On the evening of March 22, the University of Maine Intermedia department continued their series, Tuesdays at the IMRC, by bringing artists Gaelyn and Gustavo Aguilar into the Innovative Media, Research and Commercialization Center (IMRC). The event was free and open to the public, with a mixed crowd of Intermedia graduate students and those familiar with the artists’ work.

The Aguilars presented their latest project, “Who Eats at Taco Bell?”  According to the Tuesday at the IMRC’s flyer, the project is “a socially-engaged research platform for thinking about how the interlocking dynamics of immigration, social race, and colonialism in U.S. American history continue to resonate with personal and political notions of movement, belonging, and identity.”

The two artists showed their progress through photographs, as well as different video clips that went along with their work to engage the audience. They also presented the working website to go along with “Who Eats at Taco Bell?,” known as, “Taco Talk.” “Taco Talk” is an online portal to continue the conversation of racial/ethnic identity and politics.

“This specific presentation is interesting because it is extremely current with all the political issues going on,” IMRC Public Programming & Events and Visiting Artists Program coordinator,

Eleanor Kipping, said. “It deals with issues of immigration, issues of identity, issues of belonging and colonialism. With all of the issues going on with the presidential run, that’s really relevant. It’s super current and it touches on a lot of issues that I think a lot of people can relate to whether or not they realize it.”
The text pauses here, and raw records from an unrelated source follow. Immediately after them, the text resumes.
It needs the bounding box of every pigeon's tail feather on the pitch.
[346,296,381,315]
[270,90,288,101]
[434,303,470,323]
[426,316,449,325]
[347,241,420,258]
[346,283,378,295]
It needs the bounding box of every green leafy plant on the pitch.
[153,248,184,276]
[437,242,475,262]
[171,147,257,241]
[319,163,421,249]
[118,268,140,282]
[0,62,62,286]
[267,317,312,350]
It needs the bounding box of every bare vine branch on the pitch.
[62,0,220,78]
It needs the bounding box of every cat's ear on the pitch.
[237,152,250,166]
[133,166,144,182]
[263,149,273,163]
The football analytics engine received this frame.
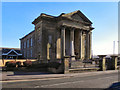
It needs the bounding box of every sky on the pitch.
[0,2,118,55]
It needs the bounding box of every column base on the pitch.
[71,56,76,61]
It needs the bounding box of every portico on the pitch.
[61,26,91,61]
[21,10,93,62]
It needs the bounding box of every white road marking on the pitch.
[41,76,118,87]
[0,77,70,83]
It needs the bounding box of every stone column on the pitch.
[64,56,70,74]
[61,27,65,59]
[89,31,92,59]
[79,30,82,60]
[70,28,75,60]
[98,55,106,71]
[86,32,90,60]
[111,55,118,70]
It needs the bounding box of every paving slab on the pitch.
[0,70,118,81]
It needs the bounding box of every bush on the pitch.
[5,61,16,67]
[32,63,48,68]
[23,61,32,67]
[16,61,22,67]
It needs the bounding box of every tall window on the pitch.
[24,50,26,57]
[27,39,29,48]
[30,38,32,47]
[24,41,26,48]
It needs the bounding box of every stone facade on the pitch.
[20,10,93,62]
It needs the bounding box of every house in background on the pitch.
[0,48,22,59]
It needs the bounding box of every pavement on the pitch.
[2,70,120,90]
[0,70,118,82]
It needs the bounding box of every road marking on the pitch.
[41,76,118,87]
[0,77,70,83]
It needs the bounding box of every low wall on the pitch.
[0,59,36,67]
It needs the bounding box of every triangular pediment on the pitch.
[71,14,84,21]
[8,51,17,55]
[60,10,92,24]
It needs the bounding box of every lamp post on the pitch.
[113,41,115,55]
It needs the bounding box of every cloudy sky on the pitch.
[1,2,118,55]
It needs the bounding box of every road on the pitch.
[2,72,118,88]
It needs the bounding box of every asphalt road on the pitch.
[2,72,118,88]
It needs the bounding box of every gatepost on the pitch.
[98,55,106,71]
[64,56,70,74]
[111,55,118,70]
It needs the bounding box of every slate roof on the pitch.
[0,48,21,54]
[32,10,92,24]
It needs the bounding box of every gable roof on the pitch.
[0,48,22,55]
[32,10,92,24]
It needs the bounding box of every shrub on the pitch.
[16,61,22,67]
[5,61,16,67]
[23,61,32,67]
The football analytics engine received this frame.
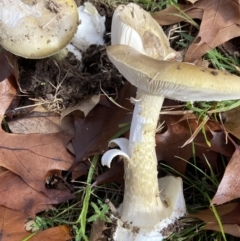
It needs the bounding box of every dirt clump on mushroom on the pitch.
[18,46,123,112]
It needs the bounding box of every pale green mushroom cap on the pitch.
[107,45,240,102]
[111,3,175,59]
[0,0,79,58]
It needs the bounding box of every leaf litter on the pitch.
[0,0,239,240]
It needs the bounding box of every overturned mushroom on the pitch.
[102,45,240,241]
[0,0,78,58]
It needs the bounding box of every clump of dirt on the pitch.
[18,45,123,112]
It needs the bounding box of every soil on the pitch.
[18,0,124,112]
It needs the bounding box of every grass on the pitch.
[19,0,240,241]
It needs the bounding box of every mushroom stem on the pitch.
[120,90,164,230]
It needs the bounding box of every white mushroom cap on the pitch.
[107,45,240,102]
[0,0,78,58]
[111,3,174,59]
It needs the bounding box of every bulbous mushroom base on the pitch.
[110,176,186,241]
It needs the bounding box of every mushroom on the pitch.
[71,2,106,51]
[102,45,240,240]
[111,3,176,59]
[0,0,78,58]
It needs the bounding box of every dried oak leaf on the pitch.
[30,225,72,241]
[154,0,240,62]
[212,137,240,205]
[0,206,29,241]
[72,83,136,161]
[0,78,73,198]
[188,203,240,237]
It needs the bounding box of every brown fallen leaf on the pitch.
[184,0,240,62]
[0,76,74,198]
[0,206,29,241]
[8,112,75,135]
[153,0,240,63]
[92,161,124,186]
[188,203,240,237]
[212,137,240,205]
[0,171,74,216]
[89,219,109,241]
[72,83,136,161]
[30,225,72,241]
[61,95,100,120]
As the presentation went on, the two artists incorporated varying aesthetic elements, such as a live instrumental performance. In addition, they also invited the audience to participate in an activity related to their work. The activity allowed for the audience to interact with each other, and even develop their own piece of art. Audience members created either a skit or poem illustrating a specific problem they believe is happening in the world.

“I wanted the audience to think about their own work and their own life,” Gustavo Aguilar said.
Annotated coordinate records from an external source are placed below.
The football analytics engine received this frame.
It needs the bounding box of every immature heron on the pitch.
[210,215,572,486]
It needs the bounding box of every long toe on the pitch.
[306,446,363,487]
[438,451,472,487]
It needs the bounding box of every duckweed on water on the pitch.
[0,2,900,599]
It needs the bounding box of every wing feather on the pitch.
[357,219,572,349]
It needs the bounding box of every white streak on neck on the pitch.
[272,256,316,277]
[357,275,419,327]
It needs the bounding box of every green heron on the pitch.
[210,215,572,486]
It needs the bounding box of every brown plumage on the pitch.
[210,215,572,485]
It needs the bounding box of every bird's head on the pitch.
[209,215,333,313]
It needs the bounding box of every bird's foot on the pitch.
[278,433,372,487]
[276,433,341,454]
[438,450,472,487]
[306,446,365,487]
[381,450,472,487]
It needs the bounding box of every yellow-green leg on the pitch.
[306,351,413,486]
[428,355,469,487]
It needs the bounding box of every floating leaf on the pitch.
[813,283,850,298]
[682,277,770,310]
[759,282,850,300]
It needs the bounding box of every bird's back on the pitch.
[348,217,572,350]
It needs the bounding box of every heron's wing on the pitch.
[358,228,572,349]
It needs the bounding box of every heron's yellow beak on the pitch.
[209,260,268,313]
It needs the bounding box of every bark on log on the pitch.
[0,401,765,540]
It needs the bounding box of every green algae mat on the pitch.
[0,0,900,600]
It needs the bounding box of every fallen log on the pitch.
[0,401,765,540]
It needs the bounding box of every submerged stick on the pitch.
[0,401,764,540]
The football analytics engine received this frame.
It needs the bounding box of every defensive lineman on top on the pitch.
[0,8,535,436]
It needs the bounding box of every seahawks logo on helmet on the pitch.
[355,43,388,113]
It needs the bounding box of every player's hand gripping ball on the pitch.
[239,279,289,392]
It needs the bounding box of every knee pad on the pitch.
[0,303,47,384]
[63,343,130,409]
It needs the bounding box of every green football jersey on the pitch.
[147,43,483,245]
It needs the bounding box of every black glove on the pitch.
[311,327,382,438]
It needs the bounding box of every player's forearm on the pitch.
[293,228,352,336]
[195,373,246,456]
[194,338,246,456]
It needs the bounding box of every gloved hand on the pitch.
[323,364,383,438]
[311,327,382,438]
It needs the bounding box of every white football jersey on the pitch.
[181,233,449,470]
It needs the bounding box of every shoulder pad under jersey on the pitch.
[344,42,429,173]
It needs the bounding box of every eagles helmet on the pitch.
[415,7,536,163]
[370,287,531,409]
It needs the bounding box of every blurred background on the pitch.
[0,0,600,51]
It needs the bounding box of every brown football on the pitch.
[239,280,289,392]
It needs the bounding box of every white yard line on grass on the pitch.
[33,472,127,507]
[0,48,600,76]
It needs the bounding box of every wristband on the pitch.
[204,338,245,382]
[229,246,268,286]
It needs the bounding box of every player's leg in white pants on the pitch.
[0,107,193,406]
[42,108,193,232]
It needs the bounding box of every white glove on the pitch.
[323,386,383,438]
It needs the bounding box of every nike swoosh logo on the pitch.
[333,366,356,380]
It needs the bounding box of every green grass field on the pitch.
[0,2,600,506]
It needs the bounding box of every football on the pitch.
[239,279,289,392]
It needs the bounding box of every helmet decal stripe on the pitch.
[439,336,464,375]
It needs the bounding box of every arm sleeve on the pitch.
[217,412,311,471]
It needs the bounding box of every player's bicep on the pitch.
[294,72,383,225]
“I was really excited to see their process because I am personally exploring social practice in my work,” Kipping said. “I’m an Intermedia graduate student, so I am exploring social practice and I am working with the issues of international students in the Orono area. So I was really interested in meeting them, and how they approached really big issues that cause a lot of tension and discomfort. So that was my personal investment in coming.”

Tuesdays at the IMRC still has a couple more presentations left for the rest of the semester.  Some of them include a movie night on April 5, as well as a concert the following the week.  

“I would say that just because this lecture series is labeled as art, I think that all people should come and check it out,” Kipping said. “We end up having people from a lot of different backgrounds: from engineering to robotics, to science to bio to biotechnology, because of the fact that it is Intermedia. So anybody from any academic background will probably be able to take something away from at least one of the presentations.”